Now someone very loud on or near the stage began shouting, "Down with Putin!" A few hundred people picked up the chant. Seryozha did not. Something about it made him uncomfortable. He had not come here to bring down Putin. He did not want to think of himself as a revolutionary—to his grandfather, that had been a dirty word. All that had gone wrong, Alexander Nikolaevich believed, had been the result of drastic action taken without forethought. Good change could be only gradual and intentional. Also, Seryozha did not want to chant. Chanting put one in mind of either Communist-era parades, which Seryozha remembered, or perhaps felt like he remembered, or of the Kremlin youth movements, which sought ecstasy in unity and aggression. Seryozha did not want ecstasy. He wanted to register his existence as someone separate and different from the state. For this purpose, he wore a white ribbon. Somehow, over the last few days, white had become the color of this protest. It was a symbol like Ukraine's orange, but also its opposite. White was pure, it was nonaggressive, and it was every color. It was important to Seryozha and to the people he was now meeting here that this was not a protest of any political party or movement. They preferred to think of it as not being political at all.
alexandre bikbov, the sociologist who had been providing an educational alternative for students of Moscow State University's sociology department, now turned his seminar into a mobile survey unit. Their goal was to ask people what they were doing, and why, while they were doing it. Both the Kremlin and the media in Russia and abroad quickly accepted the understanding that the protesters were members of the middle class who opposed Putin. One commonly used phrase was "angry city dwellers," where "city dweller" implied affluence and youth. The Levada Center conducted surveys that showed that the protesters were not in fact predominantly affluent—they included some poor people, many people of moderate means, and some rich people. Nor were they predominantly young: just slightly more than half were under forty, but 22 percent were older than fifty-five.25
Bikbov found that they were also not particularly angry. They liked to joke, and they loved a good funny banner, like i didn't vote for these assholes, i voted for the other assholes, the runaway favorite among the many visual and textual gags held up on handwritten placards at Bolotnaya. The humor,Bikbov concluded, served a dual purpose. On the one hand, it defused the feeling of having been violated: one is less of a victim if one can laugh about it. It also signaled that the protesters were not dangerous. Revolutionaries do not kid around. By cracking jokes the protesters shifted their focus from the Kremlin to one another. The protest seemed like a contest in which like-minded people looked for the wittiest person among them.26
Afterward, participants combed social networks to see if their particular placard had become an audience favorite."White, the color of our protest, is a good symbol," wrote Nemtsov in a euphoric blog post on December 10. "It means that protest participants can harbor no 'dark' thoughts." The blog post began with the words, "I am happy.
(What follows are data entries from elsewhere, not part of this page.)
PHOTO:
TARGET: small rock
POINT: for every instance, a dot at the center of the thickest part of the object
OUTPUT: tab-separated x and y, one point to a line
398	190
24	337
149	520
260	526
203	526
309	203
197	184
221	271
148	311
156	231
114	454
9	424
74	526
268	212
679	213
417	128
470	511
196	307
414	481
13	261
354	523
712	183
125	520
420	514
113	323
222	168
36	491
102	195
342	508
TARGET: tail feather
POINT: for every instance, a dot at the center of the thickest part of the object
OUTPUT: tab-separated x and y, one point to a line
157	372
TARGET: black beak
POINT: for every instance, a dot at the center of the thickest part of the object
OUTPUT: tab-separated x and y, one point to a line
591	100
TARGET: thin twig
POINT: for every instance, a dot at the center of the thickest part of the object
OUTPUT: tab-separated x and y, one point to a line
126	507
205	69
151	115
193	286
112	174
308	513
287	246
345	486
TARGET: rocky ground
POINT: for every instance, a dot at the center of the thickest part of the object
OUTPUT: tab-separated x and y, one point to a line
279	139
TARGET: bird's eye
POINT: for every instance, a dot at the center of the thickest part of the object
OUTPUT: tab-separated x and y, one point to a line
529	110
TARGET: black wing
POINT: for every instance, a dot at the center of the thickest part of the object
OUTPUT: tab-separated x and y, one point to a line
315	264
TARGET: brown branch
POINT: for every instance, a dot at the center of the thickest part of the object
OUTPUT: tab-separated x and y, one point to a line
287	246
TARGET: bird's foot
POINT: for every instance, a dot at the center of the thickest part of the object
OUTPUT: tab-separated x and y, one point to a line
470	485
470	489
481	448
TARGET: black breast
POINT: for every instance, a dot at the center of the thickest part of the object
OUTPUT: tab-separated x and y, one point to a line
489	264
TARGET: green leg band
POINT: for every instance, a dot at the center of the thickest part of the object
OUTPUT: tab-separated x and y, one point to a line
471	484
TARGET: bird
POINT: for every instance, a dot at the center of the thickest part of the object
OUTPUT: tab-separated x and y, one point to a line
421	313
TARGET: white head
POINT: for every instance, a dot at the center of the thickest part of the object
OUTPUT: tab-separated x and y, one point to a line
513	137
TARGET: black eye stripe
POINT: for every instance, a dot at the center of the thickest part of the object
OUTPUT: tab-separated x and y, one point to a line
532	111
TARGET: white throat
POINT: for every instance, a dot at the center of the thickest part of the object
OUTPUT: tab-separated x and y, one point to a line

The 10th of December, 2011, will go down in history as the day of resurrection of civic dignity and civil society. After ten years of hibernation, Moscow and all of Russia have awakened."27
It was all of Russia indeed. On or around the same day, nearly a hundred Russian cities and towns—which is to say, all of Russia's cities and towns—saw protest rallies, demonstrations, or marches. In several places, the relative number of participants—the percentage of a town's population that came out to protest—far exceeded that of Moscow.